Q: Have you ascertained what sort of losses in terms of financial impact that the company has borne in the last 5-6 years that you have been through this import alert, now the settlement fee, investments into the company to change systems?
A: We made a provision in 2011 and that would not be again hitting us in 2013. We would be strengthening the systems and procedures that we have with fresh investments -that will be ongoing investments that we will make to make sure that we continue to operate from very high standards that all of our stakeholders expect from us.
Q: How about the opportunity losses? You had to forfeit some of your key first-to-file (FTFs), you had to submit some of the Abbreviated New Drug Application (ANDAs) back plus some approvals have not been coming.
A: I think we have monetized all our key FTFs and that is a historical record and we will continue.
Q: However you did forfeit three of your FTFs, right?
A: I clarified that the ones that we had forfeited will not have material business impact on Ranbaxy.
Q: And they haven’t you are saying?
Q: How do you ascertain the loss that you have seen on the brand image of Ranbaxy? You may say you are a changed company now but out in the market the perception is wavering at this point in time. How do you ascertain the loss in this brand and how do you intend to rebuild this?
A: Ranbaxy has been the torch bearer of pharmaceutical industry in India. Ranbaxy is a globalized pharmaceutical company. It is the most globalized pharmaceutical brand. It has earned the trust and faith and belief of all the stakeholders regulators, doctors, patients from all over the world. We have demonstrated innovation. This trust I still see will continue.
Q: What has come out after you have settled with the US, what happened between 2004 and may be 2006 and 2007 has actually hit that trust point for Ranbaxy brand?
A: We operate from very high standards of professionalism and integrity.
Q: That is now, but people are questioning what happened in the company.
A: The building of the brand is from now.
Q: Are you looking at rebranding of the company?
A: Ranbaxy brand is the most trusted brand even today. I don’t see any reason why we should be rechristening Ranbaxy.

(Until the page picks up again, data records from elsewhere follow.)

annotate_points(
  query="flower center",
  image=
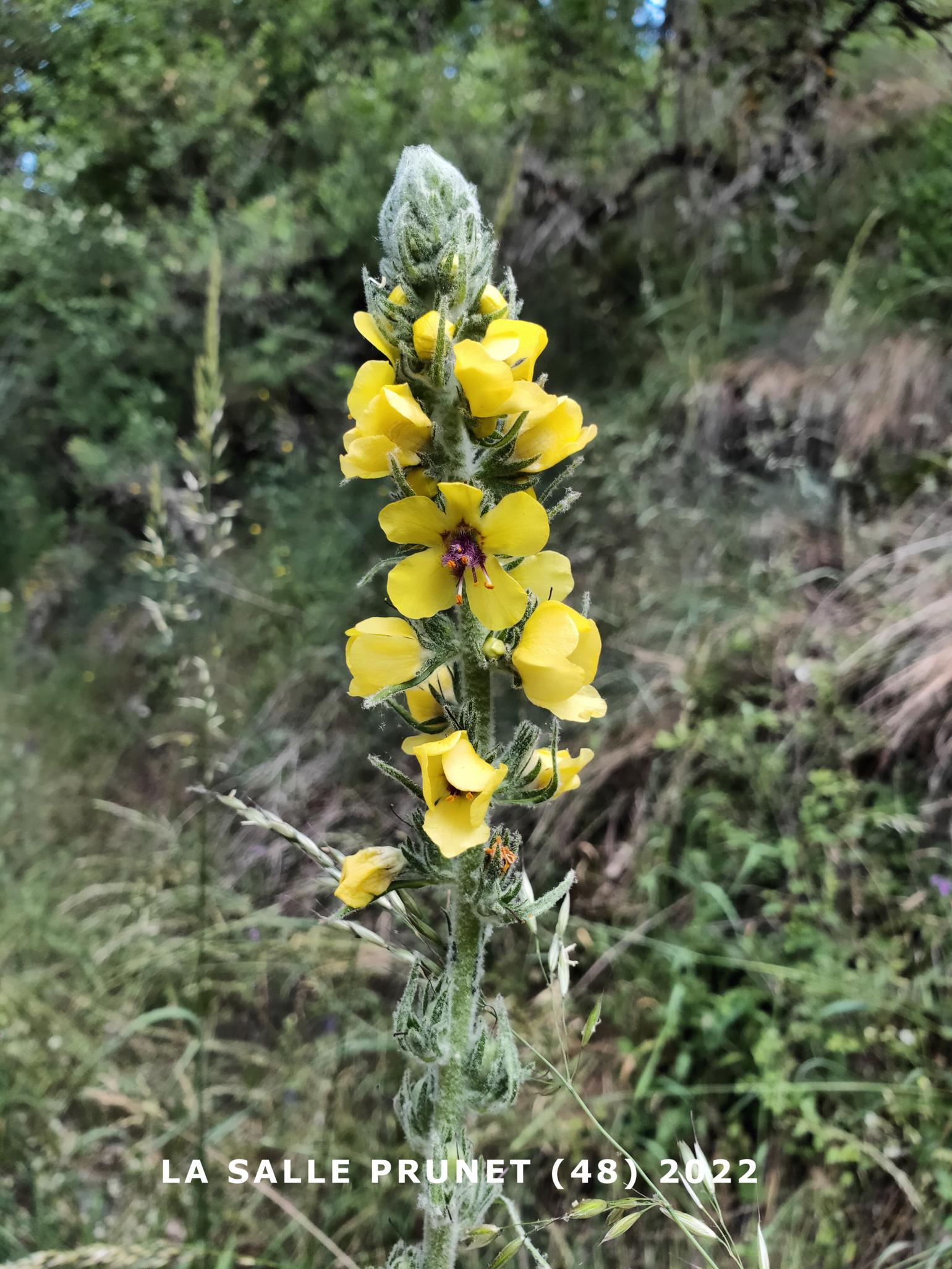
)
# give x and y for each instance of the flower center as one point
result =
(464, 554)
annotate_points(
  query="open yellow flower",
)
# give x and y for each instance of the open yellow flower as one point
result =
(368, 329)
(368, 875)
(558, 658)
(553, 428)
(388, 420)
(491, 301)
(457, 786)
(425, 330)
(487, 382)
(517, 343)
(460, 550)
(381, 651)
(567, 770)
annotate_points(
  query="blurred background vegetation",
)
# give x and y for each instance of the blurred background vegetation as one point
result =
(734, 219)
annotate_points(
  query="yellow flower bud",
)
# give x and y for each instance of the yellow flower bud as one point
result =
(425, 330)
(491, 301)
(368, 875)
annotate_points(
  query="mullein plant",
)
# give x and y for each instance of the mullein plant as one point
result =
(455, 417)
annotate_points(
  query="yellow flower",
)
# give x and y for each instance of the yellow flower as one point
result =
(367, 875)
(517, 343)
(457, 786)
(491, 301)
(487, 382)
(548, 575)
(368, 329)
(553, 427)
(567, 770)
(381, 651)
(558, 659)
(371, 378)
(425, 330)
(460, 548)
(388, 422)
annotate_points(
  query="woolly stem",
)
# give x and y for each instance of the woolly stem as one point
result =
(464, 970)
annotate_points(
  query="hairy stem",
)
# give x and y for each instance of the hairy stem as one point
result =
(465, 971)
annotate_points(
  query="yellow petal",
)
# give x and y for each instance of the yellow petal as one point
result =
(464, 767)
(491, 301)
(589, 645)
(518, 343)
(566, 767)
(420, 585)
(548, 575)
(430, 755)
(381, 651)
(516, 525)
(394, 413)
(501, 607)
(545, 654)
(462, 503)
(583, 706)
(368, 873)
(368, 329)
(425, 330)
(368, 381)
(451, 828)
(406, 404)
(549, 437)
(485, 381)
(414, 522)
(368, 457)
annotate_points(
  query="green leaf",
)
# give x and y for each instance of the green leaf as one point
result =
(623, 1226)
(588, 1208)
(507, 1254)
(592, 1022)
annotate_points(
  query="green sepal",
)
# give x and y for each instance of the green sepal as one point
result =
(431, 729)
(400, 483)
(560, 480)
(428, 668)
(525, 912)
(397, 776)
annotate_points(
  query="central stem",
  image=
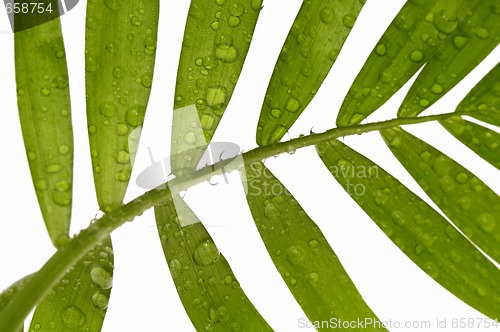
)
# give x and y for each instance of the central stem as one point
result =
(54, 269)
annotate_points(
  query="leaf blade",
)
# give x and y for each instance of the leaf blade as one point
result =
(483, 101)
(45, 116)
(310, 50)
(418, 230)
(301, 253)
(209, 291)
(397, 58)
(475, 37)
(119, 65)
(469, 203)
(216, 41)
(80, 299)
(479, 139)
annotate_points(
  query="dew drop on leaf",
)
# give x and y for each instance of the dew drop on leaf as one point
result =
(100, 300)
(135, 115)
(233, 21)
(206, 253)
(416, 56)
(295, 254)
(107, 109)
(175, 268)
(380, 49)
(327, 15)
(72, 317)
(256, 4)
(101, 278)
(111, 4)
(487, 222)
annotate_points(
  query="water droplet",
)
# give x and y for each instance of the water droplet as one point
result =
(276, 113)
(349, 20)
(206, 253)
(107, 109)
(333, 54)
(327, 15)
(101, 278)
(460, 41)
(313, 278)
(146, 80)
(292, 105)
(313, 244)
(455, 256)
(100, 300)
(40, 185)
(175, 268)
(462, 178)
(228, 280)
(209, 62)
(416, 56)
(487, 222)
(135, 115)
(53, 168)
(431, 270)
(227, 54)
(380, 49)
(45, 91)
(447, 183)
(236, 9)
(441, 166)
(446, 21)
(482, 33)
(123, 157)
(256, 4)
(190, 137)
(233, 21)
(111, 4)
(73, 318)
(398, 218)
(216, 97)
(481, 291)
(437, 89)
(134, 20)
(206, 121)
(295, 254)
(271, 211)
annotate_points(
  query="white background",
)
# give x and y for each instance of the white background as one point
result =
(143, 296)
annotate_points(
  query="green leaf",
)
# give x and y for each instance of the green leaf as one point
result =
(311, 48)
(469, 203)
(80, 299)
(483, 101)
(301, 253)
(396, 58)
(209, 291)
(44, 11)
(481, 140)
(10, 292)
(475, 37)
(426, 237)
(216, 41)
(45, 115)
(120, 41)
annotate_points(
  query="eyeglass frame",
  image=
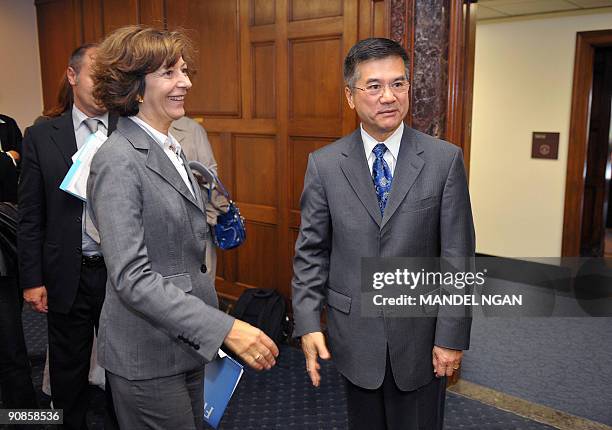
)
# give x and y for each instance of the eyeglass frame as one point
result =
(382, 90)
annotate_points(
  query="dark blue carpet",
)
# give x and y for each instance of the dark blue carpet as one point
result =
(283, 398)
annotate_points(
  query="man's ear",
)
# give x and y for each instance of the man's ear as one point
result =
(349, 97)
(72, 76)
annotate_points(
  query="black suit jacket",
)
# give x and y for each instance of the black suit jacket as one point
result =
(10, 139)
(49, 227)
(10, 135)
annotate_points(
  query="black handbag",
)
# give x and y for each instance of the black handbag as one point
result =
(230, 232)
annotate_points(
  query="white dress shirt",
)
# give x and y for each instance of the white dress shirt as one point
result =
(165, 141)
(392, 143)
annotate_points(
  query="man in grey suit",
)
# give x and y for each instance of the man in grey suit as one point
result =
(385, 190)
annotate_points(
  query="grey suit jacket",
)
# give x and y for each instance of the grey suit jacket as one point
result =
(195, 144)
(428, 215)
(160, 313)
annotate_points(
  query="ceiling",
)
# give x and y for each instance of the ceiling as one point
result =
(491, 9)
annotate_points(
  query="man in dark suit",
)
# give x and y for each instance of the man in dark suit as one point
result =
(15, 373)
(10, 150)
(61, 267)
(386, 190)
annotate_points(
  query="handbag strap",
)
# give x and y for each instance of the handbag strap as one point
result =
(221, 186)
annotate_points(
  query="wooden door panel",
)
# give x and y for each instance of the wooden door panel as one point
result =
(119, 13)
(214, 28)
(255, 171)
(152, 13)
(262, 12)
(264, 80)
(315, 78)
(311, 9)
(58, 36)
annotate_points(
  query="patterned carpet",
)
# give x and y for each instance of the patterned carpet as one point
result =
(283, 398)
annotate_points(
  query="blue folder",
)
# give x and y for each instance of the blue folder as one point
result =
(221, 378)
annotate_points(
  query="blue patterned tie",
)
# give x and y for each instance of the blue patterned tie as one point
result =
(381, 174)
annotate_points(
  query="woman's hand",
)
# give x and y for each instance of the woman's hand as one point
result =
(252, 345)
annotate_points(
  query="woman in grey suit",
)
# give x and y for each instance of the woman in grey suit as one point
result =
(160, 323)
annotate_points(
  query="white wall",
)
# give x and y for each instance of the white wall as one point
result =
(523, 83)
(20, 80)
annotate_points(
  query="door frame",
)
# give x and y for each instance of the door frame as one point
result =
(586, 43)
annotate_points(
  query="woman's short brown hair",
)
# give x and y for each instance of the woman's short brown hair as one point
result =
(126, 56)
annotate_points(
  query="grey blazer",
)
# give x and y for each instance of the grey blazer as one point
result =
(160, 313)
(428, 215)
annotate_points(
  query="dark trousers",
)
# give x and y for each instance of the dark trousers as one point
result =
(389, 408)
(70, 343)
(15, 373)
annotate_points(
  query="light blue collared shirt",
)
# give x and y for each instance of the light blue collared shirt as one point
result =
(81, 133)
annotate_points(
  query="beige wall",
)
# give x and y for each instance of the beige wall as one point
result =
(523, 83)
(20, 82)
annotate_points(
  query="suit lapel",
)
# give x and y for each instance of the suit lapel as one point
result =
(157, 160)
(407, 169)
(64, 138)
(355, 167)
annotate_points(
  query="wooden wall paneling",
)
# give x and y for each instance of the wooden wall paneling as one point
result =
(350, 35)
(119, 13)
(315, 81)
(460, 75)
(283, 253)
(264, 80)
(255, 169)
(312, 9)
(578, 137)
(214, 26)
(331, 26)
(57, 37)
(246, 60)
(373, 18)
(262, 12)
(152, 13)
(254, 125)
(92, 23)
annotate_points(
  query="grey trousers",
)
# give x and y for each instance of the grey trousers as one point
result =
(172, 402)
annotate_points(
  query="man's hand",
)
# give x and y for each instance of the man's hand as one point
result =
(313, 345)
(446, 361)
(252, 345)
(37, 298)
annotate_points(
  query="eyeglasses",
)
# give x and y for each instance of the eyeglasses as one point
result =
(376, 90)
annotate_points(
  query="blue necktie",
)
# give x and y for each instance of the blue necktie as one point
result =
(381, 174)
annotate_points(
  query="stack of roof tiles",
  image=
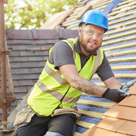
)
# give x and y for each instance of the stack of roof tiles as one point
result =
(29, 51)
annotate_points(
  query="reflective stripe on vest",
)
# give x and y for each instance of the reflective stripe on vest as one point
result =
(53, 90)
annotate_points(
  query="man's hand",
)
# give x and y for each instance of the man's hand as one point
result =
(128, 84)
(115, 95)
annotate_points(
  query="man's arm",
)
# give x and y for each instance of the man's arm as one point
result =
(112, 83)
(70, 72)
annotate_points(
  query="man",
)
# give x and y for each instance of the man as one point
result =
(66, 75)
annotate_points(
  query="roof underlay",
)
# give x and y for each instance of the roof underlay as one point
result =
(29, 52)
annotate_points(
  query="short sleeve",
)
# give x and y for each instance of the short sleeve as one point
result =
(61, 54)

Q: Even the industry at par is also pin pointing and saying that what Ranbaxy did was not right. It is a wakeup call for the industry, we need to change. Some also point out that the Ranbaxy issue has actually put bad light on the entire generics industry. Does the company take onus of that?
A: I recognize that there have been debates in the recent past. I recognize that there have been issues with the company which we have already set right. A very responsible company such as Ranbaxy have earned India the reputation of becoming pharmacy to the world. It is my sincere belief that the same responsible companies through their high standards of operation will continue to build the credibility of India remaining pharmacy to the world – I am very confident of that.
Q: Even this is pushing the USFDA to relook at things to make their systems more stringent and there has also been congressional inquiry called into the USFDA. Do you see a lot more changing in the US market also for Ranbaxy and overall for the generic industry?
A: I have a feeling it is uniform for all the companies whether they are in India or they are in US. I don’t see any discrimination there.
Q: How about your investors – the company has lost almost 30 percent market cap in the last two years. How do you build that confidence back into the investors who also have the same issues in mind?
A: The credibility that Ranbaxy will build once again with all the stakeholders will bring that value.
Q: So, the corporate governance issue that investors have in mind will be taken care of you are saying?
A: I think it should be considered the thing of the past.